March 3 (UPI) -- More than 15,000 homes and businesses remain without power Sunday as a ferocious winter storm blasted parts of California over the weekend.

The number is down from a high of 40,000 utilities, according to utilities tracker PowerOutage.us.

Some 6.5 million people remain under winter weather alerts across the Mountain West, and blizzard warnings are still in effect for the Sierra Nevada.

Whiteout conditions and hurricane-force winds closed a 70-mile stretch of Interstate 80 near the Nevada state line for more than a day, stranding travelers Friday night. Dangerous travel conditions are still in the forecast.

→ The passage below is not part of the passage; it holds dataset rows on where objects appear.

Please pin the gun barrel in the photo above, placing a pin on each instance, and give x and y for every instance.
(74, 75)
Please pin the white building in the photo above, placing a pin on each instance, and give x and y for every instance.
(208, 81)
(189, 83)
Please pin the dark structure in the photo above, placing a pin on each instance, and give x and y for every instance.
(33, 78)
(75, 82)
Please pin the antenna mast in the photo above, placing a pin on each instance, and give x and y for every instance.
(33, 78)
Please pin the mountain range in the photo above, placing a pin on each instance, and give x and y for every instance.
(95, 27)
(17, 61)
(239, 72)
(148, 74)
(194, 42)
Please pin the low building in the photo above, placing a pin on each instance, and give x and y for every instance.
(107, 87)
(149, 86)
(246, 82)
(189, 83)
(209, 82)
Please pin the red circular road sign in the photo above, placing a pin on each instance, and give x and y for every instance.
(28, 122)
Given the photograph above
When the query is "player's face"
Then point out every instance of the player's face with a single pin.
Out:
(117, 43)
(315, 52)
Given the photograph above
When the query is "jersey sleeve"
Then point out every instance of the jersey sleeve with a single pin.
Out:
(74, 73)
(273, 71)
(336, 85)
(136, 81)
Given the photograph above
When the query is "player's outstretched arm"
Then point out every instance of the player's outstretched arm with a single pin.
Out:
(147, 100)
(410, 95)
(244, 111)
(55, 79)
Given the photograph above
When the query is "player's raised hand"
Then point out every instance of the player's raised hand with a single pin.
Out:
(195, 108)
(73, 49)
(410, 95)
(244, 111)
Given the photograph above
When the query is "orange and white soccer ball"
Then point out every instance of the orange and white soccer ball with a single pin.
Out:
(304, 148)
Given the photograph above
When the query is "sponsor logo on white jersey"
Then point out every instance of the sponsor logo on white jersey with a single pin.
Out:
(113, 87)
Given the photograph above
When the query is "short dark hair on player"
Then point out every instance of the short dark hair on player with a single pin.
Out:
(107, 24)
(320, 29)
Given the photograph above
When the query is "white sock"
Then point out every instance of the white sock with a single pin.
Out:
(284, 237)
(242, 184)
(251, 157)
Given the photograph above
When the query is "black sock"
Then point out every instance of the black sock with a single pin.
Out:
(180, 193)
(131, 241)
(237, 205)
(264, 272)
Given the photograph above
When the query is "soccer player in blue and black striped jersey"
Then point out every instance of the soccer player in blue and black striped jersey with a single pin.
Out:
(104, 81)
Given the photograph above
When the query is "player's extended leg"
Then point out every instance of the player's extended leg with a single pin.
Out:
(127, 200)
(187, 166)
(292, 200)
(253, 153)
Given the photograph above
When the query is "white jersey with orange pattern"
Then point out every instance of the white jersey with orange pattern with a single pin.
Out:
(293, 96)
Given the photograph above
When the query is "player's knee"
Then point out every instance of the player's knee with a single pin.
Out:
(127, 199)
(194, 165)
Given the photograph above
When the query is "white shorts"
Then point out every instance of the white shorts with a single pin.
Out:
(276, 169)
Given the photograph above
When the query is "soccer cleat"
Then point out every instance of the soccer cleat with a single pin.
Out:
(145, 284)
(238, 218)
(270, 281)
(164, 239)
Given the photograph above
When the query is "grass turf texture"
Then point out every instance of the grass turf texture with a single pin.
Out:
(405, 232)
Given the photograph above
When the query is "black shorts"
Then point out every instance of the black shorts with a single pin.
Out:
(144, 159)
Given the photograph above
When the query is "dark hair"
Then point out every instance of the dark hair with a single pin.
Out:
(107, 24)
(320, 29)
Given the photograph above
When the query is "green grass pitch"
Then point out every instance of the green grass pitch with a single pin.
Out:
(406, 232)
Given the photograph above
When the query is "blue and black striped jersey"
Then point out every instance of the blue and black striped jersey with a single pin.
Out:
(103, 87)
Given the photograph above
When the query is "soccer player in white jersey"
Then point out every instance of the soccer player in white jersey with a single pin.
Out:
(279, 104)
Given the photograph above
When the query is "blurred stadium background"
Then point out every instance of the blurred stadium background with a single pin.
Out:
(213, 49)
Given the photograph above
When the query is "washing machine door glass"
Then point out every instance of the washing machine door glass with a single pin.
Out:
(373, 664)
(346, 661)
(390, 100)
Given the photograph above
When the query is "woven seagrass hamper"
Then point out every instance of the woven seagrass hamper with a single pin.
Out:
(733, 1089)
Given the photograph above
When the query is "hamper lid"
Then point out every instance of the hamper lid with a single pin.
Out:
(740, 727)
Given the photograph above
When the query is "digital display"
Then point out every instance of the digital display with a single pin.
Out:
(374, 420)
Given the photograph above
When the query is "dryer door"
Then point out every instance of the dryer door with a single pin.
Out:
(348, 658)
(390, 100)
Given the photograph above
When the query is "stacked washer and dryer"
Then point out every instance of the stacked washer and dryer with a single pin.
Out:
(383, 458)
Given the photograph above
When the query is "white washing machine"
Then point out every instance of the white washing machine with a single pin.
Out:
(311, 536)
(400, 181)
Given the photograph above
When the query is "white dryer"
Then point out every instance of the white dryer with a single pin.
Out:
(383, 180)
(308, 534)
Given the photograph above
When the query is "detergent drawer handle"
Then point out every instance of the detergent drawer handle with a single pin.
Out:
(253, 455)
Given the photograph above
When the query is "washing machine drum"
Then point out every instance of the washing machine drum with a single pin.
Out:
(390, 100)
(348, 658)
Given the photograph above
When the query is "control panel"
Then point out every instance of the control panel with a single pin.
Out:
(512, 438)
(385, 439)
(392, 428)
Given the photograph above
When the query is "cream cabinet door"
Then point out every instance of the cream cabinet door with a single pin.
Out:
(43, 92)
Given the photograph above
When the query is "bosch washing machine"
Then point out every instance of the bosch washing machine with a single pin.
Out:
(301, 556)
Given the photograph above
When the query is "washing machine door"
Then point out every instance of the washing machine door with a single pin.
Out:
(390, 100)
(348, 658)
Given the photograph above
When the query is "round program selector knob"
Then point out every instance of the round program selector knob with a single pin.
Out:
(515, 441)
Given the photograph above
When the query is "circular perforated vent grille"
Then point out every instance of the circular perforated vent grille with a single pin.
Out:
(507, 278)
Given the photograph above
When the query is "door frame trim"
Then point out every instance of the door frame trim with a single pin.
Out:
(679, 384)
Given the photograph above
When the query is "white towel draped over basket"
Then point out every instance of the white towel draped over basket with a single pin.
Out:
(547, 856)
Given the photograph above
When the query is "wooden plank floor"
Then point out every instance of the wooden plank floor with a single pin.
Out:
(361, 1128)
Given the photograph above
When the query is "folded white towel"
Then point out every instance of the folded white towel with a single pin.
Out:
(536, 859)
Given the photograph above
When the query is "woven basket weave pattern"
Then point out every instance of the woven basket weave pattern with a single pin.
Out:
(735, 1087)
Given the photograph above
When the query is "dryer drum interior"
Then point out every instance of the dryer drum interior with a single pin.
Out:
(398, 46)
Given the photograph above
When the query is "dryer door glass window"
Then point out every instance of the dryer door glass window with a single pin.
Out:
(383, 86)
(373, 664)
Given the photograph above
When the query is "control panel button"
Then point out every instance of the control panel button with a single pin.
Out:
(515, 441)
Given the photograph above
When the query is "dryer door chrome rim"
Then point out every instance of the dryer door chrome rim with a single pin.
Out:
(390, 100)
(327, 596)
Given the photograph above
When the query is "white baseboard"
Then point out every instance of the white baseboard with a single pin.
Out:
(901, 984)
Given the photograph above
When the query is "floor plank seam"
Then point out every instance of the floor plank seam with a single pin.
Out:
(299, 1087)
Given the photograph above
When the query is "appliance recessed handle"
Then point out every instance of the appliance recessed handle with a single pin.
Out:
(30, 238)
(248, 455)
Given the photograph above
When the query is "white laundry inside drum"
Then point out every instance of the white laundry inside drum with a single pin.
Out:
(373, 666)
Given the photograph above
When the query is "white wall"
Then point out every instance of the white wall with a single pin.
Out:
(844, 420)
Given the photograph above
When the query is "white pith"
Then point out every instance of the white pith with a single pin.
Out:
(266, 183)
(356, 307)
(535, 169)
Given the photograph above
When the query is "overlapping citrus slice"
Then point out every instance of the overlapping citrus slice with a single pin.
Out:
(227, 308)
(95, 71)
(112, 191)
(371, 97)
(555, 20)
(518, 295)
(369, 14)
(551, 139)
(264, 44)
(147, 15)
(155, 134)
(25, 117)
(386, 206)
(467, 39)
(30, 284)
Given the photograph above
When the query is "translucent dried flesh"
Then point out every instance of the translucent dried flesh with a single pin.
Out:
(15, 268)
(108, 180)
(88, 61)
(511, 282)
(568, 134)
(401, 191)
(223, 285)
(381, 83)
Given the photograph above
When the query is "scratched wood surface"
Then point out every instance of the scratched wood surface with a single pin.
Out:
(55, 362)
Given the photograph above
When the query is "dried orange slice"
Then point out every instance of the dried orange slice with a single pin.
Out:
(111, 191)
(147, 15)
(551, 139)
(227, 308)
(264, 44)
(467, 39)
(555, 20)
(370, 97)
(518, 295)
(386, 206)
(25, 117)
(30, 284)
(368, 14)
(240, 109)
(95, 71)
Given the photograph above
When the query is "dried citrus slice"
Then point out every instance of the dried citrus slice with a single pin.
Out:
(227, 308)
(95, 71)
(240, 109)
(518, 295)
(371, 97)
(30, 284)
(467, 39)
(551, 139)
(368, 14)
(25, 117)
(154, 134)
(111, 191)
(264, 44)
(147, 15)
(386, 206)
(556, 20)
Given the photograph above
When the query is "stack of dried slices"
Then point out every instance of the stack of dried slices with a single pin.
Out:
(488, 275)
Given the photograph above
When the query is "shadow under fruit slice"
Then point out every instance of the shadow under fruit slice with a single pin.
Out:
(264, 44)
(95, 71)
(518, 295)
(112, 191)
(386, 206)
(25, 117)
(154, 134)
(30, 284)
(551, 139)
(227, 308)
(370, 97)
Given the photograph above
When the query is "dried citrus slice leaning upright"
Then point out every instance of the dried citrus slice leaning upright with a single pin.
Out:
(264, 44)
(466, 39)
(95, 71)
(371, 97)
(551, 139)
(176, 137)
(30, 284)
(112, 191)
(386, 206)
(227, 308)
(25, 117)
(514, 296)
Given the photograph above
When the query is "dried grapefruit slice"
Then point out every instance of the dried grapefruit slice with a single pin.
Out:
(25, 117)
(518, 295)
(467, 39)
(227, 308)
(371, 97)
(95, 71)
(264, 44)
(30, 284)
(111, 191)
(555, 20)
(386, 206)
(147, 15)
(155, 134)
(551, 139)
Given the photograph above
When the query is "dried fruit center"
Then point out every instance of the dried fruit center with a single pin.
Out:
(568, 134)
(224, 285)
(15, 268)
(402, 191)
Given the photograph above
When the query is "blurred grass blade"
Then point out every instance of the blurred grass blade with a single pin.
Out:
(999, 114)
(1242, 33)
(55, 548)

"Extremely heavy snowfall rates of 2-6 inches an hour combined with very strong winds exceeding 100 mph at times will maintain impossible travel conditions in the Sierra Nevada," the Weather Prediction Center said.

The National Weather Service was warning of "high to extreme" avalanche danger Sunday afternoon in the Central Sierra and Greater Lake Tahoe region.

Between 5-12 feet of snow was forecast along the crest of the Sierra by late Sunday, with damaging wind gusts "possibly in excess of 75 mph" expected across the Intermountain West, according to the Weather Prediction Center.

"These winds will likely down trees and power lines, resulting in widespread power outages. Moreover, cooler temperatures will usher into the West behind the initial front, lowering the snow levels down into many valleys," the prediction center said.

The severe weather closed several ski resorts, including Palisades Tahoe, Sierra at Tahoe and Mammoth.

"The intensity of the snow and high winds along the Sierra Nevada as well as across the Intermountain West will gradually wane through Monday. However, reinforcing upper-level energies arriving from the Pacific [will] keep the unstable cold air mass in place across a large section of the western US," the National Weather Service said in its forecast discussion Sunday afternoon.

The highway patrol in Truckee, Calif., posted a video Sunday morning showing the snowy conditions along a stretch of U.S. Interstate 80, part of which was closed as a result of the dangerous weather.

Heavy mountain snow will stretch east into the central Rockies over the next few days even as the storm loses intensity. But forecasters predict another front is right behind it.